Counting plants instead of focusing on reasonable possession:
• Penalises experience
• Punishes learning
• Encourages waste
• Creates accidental criminality

Ironically, it’s the new grower — the one the law should be supporting — who is least likely to ever reach the legal possession limit.

Privacy, But With a Ruler and a Scale?

The Cannabis for Private Purposes Act is clear about one thing: it exists to respect the right to privacy of adults.

But the draft regulations introduce:
• Detailed transport rules
• Disclosure requirements
• Strict numerical limits

 

At what point does regulating private life turn into supervising it?

 

When plants must be counted and weight must be measured, it starts to feel less like privacy, and more like probation.

Transport Rules: Technically Legal, Practically Nervous

Under the draft rules:
• Cannabis must be hidden from view
• You may not inspect or handle it while driving
• Passengers must be informed

This raises real questions:
• What counts as “inspection”?
• What if something shifts in the container?
• What if you’re pulled over and asked questions?

Rules that rely heavily on interpretation don’t protect privacy — they invite discretion.
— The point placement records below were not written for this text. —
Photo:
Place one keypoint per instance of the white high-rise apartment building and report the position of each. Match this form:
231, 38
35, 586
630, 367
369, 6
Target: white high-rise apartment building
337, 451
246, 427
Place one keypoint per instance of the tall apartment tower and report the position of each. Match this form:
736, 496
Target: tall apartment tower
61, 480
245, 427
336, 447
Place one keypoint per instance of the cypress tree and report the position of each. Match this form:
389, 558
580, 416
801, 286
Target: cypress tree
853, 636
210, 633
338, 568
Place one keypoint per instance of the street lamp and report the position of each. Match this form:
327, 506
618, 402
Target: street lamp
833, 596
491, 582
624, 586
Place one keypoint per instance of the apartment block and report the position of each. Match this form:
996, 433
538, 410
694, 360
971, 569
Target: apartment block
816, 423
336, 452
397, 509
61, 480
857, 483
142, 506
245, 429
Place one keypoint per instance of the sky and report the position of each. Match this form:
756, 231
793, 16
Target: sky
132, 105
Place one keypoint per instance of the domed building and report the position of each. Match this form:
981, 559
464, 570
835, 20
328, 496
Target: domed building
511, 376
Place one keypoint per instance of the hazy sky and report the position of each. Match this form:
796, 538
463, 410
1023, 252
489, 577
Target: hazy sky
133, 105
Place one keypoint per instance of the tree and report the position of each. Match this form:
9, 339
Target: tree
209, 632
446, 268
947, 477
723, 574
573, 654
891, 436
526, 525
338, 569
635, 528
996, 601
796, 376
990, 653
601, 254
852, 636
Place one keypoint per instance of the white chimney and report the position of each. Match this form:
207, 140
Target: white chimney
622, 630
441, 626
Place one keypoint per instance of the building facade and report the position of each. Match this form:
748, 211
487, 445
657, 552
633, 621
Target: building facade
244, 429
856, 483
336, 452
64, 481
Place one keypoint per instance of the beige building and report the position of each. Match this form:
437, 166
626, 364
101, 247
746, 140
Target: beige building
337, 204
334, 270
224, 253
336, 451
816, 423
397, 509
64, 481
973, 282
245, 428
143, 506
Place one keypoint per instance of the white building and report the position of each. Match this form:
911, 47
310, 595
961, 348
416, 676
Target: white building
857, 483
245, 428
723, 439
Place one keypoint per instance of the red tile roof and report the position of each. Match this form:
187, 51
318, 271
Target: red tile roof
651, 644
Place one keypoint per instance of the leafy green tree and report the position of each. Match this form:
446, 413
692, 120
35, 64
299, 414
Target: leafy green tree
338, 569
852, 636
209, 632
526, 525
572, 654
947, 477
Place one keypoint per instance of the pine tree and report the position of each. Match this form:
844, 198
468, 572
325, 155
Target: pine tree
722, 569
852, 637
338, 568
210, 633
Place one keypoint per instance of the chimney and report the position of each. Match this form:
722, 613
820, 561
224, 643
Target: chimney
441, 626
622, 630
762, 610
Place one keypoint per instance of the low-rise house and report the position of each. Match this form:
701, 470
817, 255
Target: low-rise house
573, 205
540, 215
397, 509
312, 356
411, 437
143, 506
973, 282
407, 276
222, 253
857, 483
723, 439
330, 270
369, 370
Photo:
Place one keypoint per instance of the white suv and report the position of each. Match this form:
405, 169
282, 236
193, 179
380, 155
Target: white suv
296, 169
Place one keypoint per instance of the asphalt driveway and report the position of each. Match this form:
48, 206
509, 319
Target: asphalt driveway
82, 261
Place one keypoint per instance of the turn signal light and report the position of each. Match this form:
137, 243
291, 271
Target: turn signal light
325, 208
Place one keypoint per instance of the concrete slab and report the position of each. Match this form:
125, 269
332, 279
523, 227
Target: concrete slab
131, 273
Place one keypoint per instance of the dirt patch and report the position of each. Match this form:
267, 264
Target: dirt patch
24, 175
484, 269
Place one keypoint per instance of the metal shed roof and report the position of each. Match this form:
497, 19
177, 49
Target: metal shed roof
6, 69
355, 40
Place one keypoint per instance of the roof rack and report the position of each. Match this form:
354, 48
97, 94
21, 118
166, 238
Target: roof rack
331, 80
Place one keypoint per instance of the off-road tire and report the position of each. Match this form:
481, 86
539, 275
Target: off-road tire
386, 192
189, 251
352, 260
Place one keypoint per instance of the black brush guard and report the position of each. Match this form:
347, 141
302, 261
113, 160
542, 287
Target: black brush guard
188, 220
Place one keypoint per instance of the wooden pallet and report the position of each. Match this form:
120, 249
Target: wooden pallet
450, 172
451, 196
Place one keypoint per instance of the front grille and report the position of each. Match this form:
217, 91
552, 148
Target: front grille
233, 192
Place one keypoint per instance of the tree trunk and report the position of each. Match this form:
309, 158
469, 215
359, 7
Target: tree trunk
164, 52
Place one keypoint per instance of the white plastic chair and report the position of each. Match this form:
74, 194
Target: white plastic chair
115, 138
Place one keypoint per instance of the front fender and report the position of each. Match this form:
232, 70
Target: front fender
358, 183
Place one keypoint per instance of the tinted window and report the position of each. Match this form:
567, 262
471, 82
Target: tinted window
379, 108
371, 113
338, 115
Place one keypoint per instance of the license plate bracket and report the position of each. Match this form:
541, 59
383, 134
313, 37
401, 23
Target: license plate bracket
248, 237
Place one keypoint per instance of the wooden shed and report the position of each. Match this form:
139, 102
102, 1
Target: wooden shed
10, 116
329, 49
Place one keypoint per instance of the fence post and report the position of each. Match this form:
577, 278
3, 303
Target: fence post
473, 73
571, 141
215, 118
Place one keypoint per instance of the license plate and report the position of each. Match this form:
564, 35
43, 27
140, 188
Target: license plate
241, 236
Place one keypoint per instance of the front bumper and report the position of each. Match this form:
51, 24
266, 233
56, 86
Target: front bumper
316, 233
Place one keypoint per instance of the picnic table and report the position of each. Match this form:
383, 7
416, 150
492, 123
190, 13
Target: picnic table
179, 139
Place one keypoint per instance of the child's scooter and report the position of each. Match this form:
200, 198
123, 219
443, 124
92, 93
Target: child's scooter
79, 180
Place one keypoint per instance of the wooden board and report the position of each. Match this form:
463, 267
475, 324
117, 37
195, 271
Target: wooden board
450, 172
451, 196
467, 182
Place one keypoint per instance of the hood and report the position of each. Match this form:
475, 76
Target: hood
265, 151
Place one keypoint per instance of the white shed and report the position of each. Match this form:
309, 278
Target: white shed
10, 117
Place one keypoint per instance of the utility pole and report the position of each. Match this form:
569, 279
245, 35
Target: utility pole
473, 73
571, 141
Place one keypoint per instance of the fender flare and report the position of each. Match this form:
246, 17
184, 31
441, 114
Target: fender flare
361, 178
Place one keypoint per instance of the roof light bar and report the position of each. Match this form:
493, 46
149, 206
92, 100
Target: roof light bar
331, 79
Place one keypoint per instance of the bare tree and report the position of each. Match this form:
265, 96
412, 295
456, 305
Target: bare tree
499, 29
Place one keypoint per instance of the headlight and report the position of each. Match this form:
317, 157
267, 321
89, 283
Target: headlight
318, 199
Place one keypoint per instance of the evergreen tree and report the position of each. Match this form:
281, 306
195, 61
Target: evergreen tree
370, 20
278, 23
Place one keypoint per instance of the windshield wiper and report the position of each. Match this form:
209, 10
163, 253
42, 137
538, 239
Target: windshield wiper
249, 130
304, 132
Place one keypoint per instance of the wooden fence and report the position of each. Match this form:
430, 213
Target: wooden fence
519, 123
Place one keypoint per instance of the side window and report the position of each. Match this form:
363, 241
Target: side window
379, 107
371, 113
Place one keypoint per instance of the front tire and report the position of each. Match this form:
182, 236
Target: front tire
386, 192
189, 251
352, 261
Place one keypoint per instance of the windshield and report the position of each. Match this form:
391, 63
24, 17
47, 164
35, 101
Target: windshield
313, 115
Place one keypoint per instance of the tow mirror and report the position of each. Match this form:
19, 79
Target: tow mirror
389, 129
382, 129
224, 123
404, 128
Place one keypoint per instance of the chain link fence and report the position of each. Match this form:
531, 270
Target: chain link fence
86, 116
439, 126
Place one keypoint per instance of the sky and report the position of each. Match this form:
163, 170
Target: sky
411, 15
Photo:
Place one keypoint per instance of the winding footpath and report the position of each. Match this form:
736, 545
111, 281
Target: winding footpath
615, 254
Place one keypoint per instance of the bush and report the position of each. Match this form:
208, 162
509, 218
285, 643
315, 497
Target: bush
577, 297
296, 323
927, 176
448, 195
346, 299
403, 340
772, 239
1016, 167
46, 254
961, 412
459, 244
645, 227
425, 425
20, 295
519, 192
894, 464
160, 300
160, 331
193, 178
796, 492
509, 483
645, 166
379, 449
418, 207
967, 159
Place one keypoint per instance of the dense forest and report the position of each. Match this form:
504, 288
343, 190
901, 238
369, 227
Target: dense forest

Clearing Old Records: A Step Forward, With Speed Bumps

The regulations outline how people can apply to have old cannabis convictions expunged.

This matters.

But the process requires paperwork and waiting — and for many people, that remains a barrier.

This Isn’t About Being Difficult

Commenting on draft regulations isn’t activism. It’s participation.

You’re allowed to say:
• “This number doesn’t reflect reality.”
• “This rule doesn’t account for learning curves.”
• “This creates confusion instead of clarity.”

You don’t need legal jargon.
You just need to describe real life.

How to Make Your Voice Heard

Public comments close 5 March 2026.

Email your feedback to:
📩 MMokulubete@justice.gov.za

Department of Justice & Constitutional Development

 

When laws ignore how things actually work, people don’t become safer — they become uncertain.

 

A few honest paragraphs are enough.

A Grounded Way Forward

Cannabis is legal in South Africa. That’s a meaningful shift.

Now the rules that follow need to:
• Reflect real cultivation outcomes
• Respect learning curves
• Avoid unnecessary supervision of private life
• Focus on harm reduction, not plant counting

Privacy should feel like freedom — not like probation.